No sueño con ella, no con Valeria como un fantasma entero, sino con pedazos que me persiguen como perros hambrientos. Su champú de manzana verde, ese olor que se me metía en la cabeza como una droga barata. Su risa, esa que salía cuando tropezaba con las palabras y fingía ser más listo de lo que soy. Y luego, el silencio, joder, ese silencio que cayó como una losa después de que todo se rompiera. Tenía veintidós, como yo, estudiaba psicología como si quisiera descifrarme antes de que yo mismo lo intentara. Quería niños antes de los treinta, decía que eran la prueba de que este mundo de mierda –perdón, de porquería– aún valía la pena. La conocí en una fiesta de la uni, yo vendiendo perfumes de catálogo para no dormir en la calle, ella sirviendo cerveza con una sonrisa que no pedía nada a cambio, como si el mundo le debiera algo.
Al principio, no le conté lo de mi libido, esa bestia que no sé domar. Pero ella lo vio, no con esa mirada de “te voy a juzgar”, sino con una ternura que me desarmaba. “Eres como un río,” me dijo una noche, con la mano en mi pecho, “no puedes parar, y yo no quiero que pares. Solo quiero que fluyas hacia mí.” Y lo hice, carajo, lo intenté. Durante un año, volví a ella, no dejé de ser el cabrón que soy –no podía–, pero aprendí a regresar, a dejar las otras camas por su calor. Ella lo aceptaba, “es tu naturaleza,” decía, “no es traición si no hay engaño.” Pero había algo que ni su perdón podía tragar: el vacío.
Cuando cumplimos un año, dejó las pastillas. “Quiero un hijo contigo,” me soltó, con los ojos brillando como si viera un futuro que yo no podía alcanzar. “No importa cómo, adoptamos, usamos donante, lo que sea. Pero que nazca de nosotros.” Sentí que el suelo se abría, que me tragaba entero. Porque lo sabía, lo había sabido desde los dieciocho, desde el urólogo que me miró con pena y las pruebas que gritaron lo que mi cuerpo ya susurraba: no puedes, William, no puedes. Se lo dije bajo la lluvia, afuera de su departamento, no en la cama donde todo era fácil, sino en la calle, como si no mereciera estar dentro cuando le confesara mi ruina.
Ella no lloró. Me miró, largo, profundo, como si me viera de verdad por primera vez… y por última. “¿Por qué no me lo dijiste antes?” preguntó, y su voz era un cuchillo que no cortaba, solo dolía. “Porque te ibas a ir,” le dije, y era la verdad más cruda que había soltado. “Me voy ahora,” respondió, “pero no por tu cuerpo. Me voy porque nunca confiaste en que te amaba aunque no pudieras darme eso.” Y se fue, con una maleta pequeña y una nota en la mesa: “Gracias por enseñarme que el amor no siempre es suficiente.” Sin gritos, sin puertas que se cierran, solo un adiós que aún me quema.

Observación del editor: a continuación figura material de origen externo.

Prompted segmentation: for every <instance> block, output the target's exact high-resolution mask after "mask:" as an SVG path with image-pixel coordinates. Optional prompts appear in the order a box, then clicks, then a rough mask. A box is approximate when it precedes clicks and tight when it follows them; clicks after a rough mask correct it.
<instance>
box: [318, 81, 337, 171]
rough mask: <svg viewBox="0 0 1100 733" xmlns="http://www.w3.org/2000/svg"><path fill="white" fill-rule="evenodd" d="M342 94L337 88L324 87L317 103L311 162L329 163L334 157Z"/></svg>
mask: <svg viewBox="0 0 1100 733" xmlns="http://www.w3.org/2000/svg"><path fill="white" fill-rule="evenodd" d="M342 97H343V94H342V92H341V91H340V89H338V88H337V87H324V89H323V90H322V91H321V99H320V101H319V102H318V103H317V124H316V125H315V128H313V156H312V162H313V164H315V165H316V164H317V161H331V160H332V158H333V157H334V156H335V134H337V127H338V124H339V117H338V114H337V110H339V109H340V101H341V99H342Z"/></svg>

Después de Valeria, entendí algo que me jode cada día: el amor de verdad exige un mañana, y yo no tengo mañana que ofrecer. No puedo prometer una boda, ni hijos, ni fidelidad, porque mi cuerpo me traiciona como un amigo borracho. Así que elegí lo que sí puedo dar: presencia, atención, una noche donde alguien se sienta deseada, cuidada, viva –aunque sea una mentira bien pagada. Las mayores no me piden un futuro, solo un ahora, y eso, joder, eso sí lo tengo en el catálogo.

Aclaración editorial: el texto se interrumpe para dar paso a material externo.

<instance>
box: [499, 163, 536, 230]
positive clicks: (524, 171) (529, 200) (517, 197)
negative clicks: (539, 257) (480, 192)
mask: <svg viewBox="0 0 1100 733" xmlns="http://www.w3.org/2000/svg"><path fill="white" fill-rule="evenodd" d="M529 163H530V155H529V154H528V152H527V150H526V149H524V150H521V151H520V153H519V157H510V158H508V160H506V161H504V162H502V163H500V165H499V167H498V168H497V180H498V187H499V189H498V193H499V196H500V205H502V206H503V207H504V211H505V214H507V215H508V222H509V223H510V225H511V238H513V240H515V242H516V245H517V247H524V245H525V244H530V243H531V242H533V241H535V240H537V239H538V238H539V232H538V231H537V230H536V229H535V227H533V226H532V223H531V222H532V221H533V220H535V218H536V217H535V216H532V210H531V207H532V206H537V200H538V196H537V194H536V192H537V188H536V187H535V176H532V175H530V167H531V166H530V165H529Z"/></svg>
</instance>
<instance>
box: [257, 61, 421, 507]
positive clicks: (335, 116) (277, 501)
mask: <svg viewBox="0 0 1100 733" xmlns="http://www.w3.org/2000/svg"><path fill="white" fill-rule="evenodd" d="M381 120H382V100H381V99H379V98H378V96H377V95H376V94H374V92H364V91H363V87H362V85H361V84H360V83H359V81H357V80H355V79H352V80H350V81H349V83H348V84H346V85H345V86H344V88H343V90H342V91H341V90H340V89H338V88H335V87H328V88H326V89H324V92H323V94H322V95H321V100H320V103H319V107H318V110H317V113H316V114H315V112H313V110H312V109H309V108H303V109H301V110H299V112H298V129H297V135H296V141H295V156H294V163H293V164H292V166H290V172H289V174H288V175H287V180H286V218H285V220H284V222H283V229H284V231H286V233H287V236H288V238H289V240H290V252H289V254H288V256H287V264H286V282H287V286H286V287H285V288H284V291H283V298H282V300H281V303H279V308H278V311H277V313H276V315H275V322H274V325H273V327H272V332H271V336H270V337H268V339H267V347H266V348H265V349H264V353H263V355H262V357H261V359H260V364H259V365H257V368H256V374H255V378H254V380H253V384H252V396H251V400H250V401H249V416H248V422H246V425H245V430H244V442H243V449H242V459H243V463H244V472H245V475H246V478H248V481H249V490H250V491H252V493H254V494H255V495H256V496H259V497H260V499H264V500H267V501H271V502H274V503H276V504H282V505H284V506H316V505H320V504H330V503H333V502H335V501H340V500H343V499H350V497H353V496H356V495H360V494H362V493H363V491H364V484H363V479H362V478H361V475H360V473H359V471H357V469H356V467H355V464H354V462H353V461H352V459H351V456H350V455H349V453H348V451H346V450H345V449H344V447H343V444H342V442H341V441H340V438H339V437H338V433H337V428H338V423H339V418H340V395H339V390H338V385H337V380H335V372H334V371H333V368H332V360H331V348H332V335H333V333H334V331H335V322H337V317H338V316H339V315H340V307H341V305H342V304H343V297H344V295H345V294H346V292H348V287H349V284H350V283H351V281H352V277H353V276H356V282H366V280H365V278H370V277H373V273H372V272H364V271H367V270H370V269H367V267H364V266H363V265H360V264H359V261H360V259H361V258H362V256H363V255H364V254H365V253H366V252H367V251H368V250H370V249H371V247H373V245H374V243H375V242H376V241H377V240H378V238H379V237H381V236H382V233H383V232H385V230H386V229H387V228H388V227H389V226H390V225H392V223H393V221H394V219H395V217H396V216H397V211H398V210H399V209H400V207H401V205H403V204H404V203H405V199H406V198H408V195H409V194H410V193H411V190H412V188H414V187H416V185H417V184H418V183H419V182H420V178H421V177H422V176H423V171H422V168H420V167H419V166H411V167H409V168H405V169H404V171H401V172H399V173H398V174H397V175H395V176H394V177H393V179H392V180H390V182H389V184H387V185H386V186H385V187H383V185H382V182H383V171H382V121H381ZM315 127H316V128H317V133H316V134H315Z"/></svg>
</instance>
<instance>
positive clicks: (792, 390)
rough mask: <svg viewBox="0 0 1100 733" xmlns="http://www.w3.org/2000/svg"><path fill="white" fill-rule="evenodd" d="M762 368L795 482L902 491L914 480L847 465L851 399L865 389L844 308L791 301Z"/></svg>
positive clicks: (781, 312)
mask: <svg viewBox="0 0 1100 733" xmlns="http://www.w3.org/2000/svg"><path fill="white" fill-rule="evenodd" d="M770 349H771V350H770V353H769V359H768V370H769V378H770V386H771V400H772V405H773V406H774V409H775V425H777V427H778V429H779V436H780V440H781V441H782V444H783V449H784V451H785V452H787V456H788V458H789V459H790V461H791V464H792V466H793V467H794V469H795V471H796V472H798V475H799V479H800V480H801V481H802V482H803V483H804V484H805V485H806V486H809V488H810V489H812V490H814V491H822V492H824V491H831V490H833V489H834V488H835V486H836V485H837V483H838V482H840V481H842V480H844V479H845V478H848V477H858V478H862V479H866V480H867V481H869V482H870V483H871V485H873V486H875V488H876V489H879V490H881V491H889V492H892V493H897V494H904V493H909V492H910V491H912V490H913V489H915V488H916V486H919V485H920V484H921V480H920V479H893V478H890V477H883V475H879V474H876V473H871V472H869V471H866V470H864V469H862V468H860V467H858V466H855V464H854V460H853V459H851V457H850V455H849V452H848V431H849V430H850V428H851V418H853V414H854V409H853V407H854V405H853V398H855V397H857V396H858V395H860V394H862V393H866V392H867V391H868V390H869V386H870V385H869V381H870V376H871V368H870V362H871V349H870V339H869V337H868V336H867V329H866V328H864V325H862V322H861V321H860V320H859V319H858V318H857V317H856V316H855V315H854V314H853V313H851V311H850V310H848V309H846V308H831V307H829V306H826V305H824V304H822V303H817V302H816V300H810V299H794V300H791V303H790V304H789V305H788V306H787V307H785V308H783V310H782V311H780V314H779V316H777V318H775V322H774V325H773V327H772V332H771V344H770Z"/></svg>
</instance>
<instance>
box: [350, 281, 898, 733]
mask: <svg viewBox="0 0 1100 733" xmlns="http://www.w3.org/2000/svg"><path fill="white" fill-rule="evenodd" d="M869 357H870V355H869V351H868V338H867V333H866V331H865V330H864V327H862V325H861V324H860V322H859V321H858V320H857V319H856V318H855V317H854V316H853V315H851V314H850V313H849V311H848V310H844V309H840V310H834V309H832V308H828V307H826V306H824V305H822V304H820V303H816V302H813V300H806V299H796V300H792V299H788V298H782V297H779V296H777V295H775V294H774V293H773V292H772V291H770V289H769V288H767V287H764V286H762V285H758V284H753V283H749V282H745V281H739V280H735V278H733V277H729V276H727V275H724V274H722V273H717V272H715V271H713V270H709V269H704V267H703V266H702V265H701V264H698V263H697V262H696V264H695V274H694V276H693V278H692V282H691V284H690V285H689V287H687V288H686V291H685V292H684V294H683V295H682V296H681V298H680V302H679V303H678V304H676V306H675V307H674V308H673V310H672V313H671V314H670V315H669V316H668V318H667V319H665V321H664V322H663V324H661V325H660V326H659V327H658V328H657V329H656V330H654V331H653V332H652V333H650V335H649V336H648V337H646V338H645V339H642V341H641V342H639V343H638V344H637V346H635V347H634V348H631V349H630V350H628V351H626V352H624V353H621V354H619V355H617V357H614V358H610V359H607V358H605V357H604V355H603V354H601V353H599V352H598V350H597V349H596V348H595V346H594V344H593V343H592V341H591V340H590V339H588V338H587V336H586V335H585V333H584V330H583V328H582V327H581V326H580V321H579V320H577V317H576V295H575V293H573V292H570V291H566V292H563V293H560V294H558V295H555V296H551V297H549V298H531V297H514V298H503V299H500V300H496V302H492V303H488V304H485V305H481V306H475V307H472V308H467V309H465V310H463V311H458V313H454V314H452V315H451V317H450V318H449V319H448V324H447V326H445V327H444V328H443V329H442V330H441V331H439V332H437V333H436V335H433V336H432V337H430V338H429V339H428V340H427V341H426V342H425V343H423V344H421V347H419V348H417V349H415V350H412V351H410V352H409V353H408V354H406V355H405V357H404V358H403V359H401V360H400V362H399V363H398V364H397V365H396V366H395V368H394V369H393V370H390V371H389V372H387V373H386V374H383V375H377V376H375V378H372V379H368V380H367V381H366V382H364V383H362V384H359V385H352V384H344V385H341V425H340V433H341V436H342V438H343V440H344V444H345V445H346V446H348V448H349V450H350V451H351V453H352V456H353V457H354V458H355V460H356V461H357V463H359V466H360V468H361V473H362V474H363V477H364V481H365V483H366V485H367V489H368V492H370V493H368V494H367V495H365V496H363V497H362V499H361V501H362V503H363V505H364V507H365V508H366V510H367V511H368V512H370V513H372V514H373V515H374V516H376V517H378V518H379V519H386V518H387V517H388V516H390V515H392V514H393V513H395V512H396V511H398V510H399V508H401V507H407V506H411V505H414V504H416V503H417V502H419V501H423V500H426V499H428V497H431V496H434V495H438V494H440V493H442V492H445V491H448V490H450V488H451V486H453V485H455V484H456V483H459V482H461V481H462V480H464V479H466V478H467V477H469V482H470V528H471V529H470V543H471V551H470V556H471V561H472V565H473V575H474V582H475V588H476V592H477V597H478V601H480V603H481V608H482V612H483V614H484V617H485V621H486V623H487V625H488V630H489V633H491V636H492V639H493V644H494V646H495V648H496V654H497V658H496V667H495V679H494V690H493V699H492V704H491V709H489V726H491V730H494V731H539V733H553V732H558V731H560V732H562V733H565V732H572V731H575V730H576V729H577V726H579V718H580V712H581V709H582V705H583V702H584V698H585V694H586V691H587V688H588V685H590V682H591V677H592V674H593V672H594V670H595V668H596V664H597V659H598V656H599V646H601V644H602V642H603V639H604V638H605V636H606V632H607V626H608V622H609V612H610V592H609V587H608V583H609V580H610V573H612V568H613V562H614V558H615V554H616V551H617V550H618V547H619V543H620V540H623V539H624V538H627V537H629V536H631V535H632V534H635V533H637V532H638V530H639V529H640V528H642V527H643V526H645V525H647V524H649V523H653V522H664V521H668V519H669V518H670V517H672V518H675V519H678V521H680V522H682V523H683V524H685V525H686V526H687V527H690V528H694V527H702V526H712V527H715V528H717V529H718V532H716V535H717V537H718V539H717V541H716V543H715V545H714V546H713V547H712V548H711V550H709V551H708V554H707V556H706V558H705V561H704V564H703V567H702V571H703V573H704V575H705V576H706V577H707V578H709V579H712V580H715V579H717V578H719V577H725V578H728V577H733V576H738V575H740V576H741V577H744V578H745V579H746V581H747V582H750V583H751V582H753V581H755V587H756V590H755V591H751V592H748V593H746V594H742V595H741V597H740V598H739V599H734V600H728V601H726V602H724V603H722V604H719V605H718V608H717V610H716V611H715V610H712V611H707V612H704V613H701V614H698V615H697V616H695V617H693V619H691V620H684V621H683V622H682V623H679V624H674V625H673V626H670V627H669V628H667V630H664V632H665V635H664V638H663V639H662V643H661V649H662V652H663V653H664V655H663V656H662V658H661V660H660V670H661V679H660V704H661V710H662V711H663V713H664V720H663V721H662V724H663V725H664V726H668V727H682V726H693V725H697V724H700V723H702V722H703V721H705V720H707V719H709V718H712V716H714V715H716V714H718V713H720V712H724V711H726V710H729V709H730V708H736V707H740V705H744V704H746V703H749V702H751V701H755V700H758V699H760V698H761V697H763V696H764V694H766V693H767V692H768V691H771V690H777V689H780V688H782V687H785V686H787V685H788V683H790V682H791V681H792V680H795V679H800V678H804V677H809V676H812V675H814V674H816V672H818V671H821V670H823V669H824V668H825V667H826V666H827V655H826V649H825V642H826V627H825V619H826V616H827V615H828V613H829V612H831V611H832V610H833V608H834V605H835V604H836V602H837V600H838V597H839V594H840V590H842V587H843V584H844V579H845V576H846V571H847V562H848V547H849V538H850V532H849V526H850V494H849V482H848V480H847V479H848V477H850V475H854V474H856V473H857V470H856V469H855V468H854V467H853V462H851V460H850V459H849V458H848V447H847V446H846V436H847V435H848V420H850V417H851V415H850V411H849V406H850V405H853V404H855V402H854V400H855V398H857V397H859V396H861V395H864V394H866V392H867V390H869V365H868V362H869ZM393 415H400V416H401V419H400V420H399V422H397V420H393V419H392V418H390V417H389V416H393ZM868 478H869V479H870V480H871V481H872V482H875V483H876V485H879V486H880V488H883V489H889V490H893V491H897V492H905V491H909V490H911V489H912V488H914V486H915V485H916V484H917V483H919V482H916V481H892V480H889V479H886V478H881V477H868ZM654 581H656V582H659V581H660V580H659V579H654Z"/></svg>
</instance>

Esa noche, después de dejar a Adriana dormida en su cama nueva, con el olor a vainilla todavía pegado a mi piel, camino hasta el parque. Me siento en una banca, miro las estrellas como si fueran a darme respuestas, y por primera vez en años digo en voz alta: “Lo siento, Valeria.” No sé si es por haberle mentido, o por no creer que alguien pudiera amarme con este cuerpo inútil. Lo que sí sé es que desde entonces dejé de buscar amor. Solo busco cuerpos que me perdonen… por no poder dar lo que más anhelo recibir.